Author ORCID Identifier

Year of Publication


Degree Name

Doctor of Philosophy (PhD)

Document Type

Doctoral Dissertation




Pharmaceutical Sciences

First Advisor

Dr. Greg A. Gerhardt

Second Advisor

Dr. Craig G. van Horne


Parkinson’s disease (PD) is the second most common neurodegenerative disorder and the motor symptoms are caused by progressive loss of midbrain dopamine neurons. There is no current treatment that can slow or reverse PD. Our current “DBS-Plus” clinical trial (NCT02369003) features the implantation in vivo of autologous Schwann cells (SCs) derived from a patient’s sural nerve into the substantia nigra pars compacta (SNpc) in combination with Deep Brain Stimulation (DBS) therapy for treating patients with advanced PD.

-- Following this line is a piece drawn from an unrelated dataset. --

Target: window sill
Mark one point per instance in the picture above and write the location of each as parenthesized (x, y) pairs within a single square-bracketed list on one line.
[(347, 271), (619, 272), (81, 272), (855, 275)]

The central hypothesis of our research is that transdifferentiated SCs within conditioned nerve tissue will deliver pro-regenerative factors to enhance the survival of the degenerating dopaminergic cells in the SNpc. The main goal of our studies is to determine if implantation of peripheral nerve tissue into SNpc in combination with DBS surgeries is safe, feasible, and can possibly slow the loss of the midbrain dopamine neurons. First, RNA sequencing was used to validate the repair phenotype of human sural nerve tissue two weeks after transaction injury. The transcriptomic analysis showed that 3641 genes were differentially expressed in conjunction with the upregulation of multiple neurotrophic factors and the enhancement of axonogenesis. Secondly, to study the neurobiology of the implant, we grafted human nerve implants into the dorsal striatum of athymic nude rats (called Neuro-Avatars). Immunostaining studies showed a remarkable survival of the implanted human SCs up to 6 months post-implantation in Neuro-Avatar animals. In addition, there were significant increases in the numbers of surviving human-derived cells in the Neuro-Avatar's using pre-degenerated human sural nerve tissue as compared to the same sural nerve tissue that was harvested in its normal state.

Finally, we studied data from 27 human subjects with PD that had received DBS plus autologous nerve-implants. The safety of the combined intervention and the progression of the motor symptoms were evaluated at baseline, 12, and 24 months using the Unified Parkinson’s Disease Rating Scale part III (UPDRS). The safety of the studies at 2 years post-implantation showed adverse events (AE’s) that were similar to those seen with standard DBS therapy. In addition, there was a significant motor improvement on the side contralateral to the tissue implantation in comparison to the ipsilateral one. Taken together, our data support that combining DBS with in vivo pre-degenerated peripheral nerve tissue containing SCs can serve as a safe and promising disease-modifying therapy to alter the progression of PD.